Sec. 6. That if any person or persons whatsoever, shall, from and after the first day of January, one thousand eight hundred and eight, purchase or sell any negro, mulatto, or person of colour, for a slave, or to be held to service or labour, who shall have been imported, or brought from any foreign kingdom, place, or country, or from the dominions of any foreign state, immediately adjoining to the United States, into any port or place within the jurisdiction of the United States, after the last day of December, one thousand eight hundred and seven, knowing at the time of such purchase or sale, such negro, mulatto, or person of colour, was so brought within the jurisdiction of the United States, as aforesaid, such purchaser and seller shall severally forfeit and pay for every negro, mulatto, or person of colour, so purchased or sold as aforesaid, eight hundred dollars. …

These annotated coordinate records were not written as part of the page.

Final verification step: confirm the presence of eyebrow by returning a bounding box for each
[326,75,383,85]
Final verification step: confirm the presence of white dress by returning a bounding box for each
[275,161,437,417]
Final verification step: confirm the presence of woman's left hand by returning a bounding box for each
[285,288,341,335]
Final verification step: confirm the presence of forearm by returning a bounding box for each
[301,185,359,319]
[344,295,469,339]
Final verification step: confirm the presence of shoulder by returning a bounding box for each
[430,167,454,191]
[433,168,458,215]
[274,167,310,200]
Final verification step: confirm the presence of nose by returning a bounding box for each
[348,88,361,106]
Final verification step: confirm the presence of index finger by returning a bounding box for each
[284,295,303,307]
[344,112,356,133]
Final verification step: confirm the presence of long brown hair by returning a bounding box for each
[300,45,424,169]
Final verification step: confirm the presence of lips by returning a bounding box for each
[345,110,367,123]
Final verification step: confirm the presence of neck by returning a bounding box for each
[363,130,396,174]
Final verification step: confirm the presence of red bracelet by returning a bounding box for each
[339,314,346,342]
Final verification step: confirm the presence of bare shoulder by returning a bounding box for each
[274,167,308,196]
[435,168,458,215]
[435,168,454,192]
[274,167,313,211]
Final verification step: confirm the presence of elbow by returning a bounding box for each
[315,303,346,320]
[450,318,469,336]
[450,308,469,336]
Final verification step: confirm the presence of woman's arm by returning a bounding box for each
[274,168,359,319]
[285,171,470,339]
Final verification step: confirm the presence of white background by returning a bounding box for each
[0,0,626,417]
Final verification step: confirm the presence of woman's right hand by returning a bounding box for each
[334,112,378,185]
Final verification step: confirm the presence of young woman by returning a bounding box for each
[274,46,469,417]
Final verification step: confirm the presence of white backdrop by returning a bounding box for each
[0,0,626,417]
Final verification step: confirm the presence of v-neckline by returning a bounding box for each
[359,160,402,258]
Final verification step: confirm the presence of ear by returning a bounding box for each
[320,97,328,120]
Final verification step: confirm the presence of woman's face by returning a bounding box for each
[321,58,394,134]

Sec. 7. That if any ship or vessel shall be found, from and after the first day of January, one thousand eight hundred and eight, in any river, port, bay, or harbor, or on the high seas, within the jurisdictional limits of the United States, or hovering on the coast thereof, having on board any negro, mulatto, or person of colour, for the purpose of selling them as slaves, or with intent to land the same, in any port or place within the jurisdiction of the United States, contrary to the prohibition of this act, every such ship or vessel, together with her tackle, apparel, and furniture, and the goods or effects which shall be found on board the same, shall be forfeited to the use of the United States, and may be seized, prosecuted, and condemned, in any court of the United States, having jurisdiction thereof. And it shall be lawful for the President of the United States, and he is hereby authorized, should he deem it expedient, to cause any of the armed vessels of the United States to be manned and employed to cruise on any part of the coast of the United States, or territories thereof, where he may judge attempts will be made to violate the provisions of this act, and to instruct and direct the commanders of armed vessels of the United States, to seize, take, and bring into any port of the United States all such ships or vessels, and moreover to seize, take, or bring into any port of the U.S. all ships or vessel of the U.S., wheresoever found on the high seas,contravening the provisions of this act. …

What happened next …

Though slaves could no longer be legally imported into the United States, the slave population continued to grow rapidly through natural population growth. By 1810, there were approximately 1.2 million slaves in the United States, up from nine hundred thousand in 1800; by 1820, the slave population had reached 1.5 million. In 1810, 40 percent of slaves still lived in Maryland and Virginia, but the shift of the slave population to areas farther south continued. Further, two states situated on the western frontier, Kentucky and Tennessee, had roughly seventy-five thousand slaves by 1810. Most had been moved from Maryland and Virginia. The purchase of Louisiana from France in 1803, which was already a slavery area under Spain’s control, resulted in increased slavery for the United States in the lower Mississippi River. As new Western territories sought statehood through the 1820s, slavery would become a major social and political issue in America, eventually leading to the bloody Civil War (1861–65).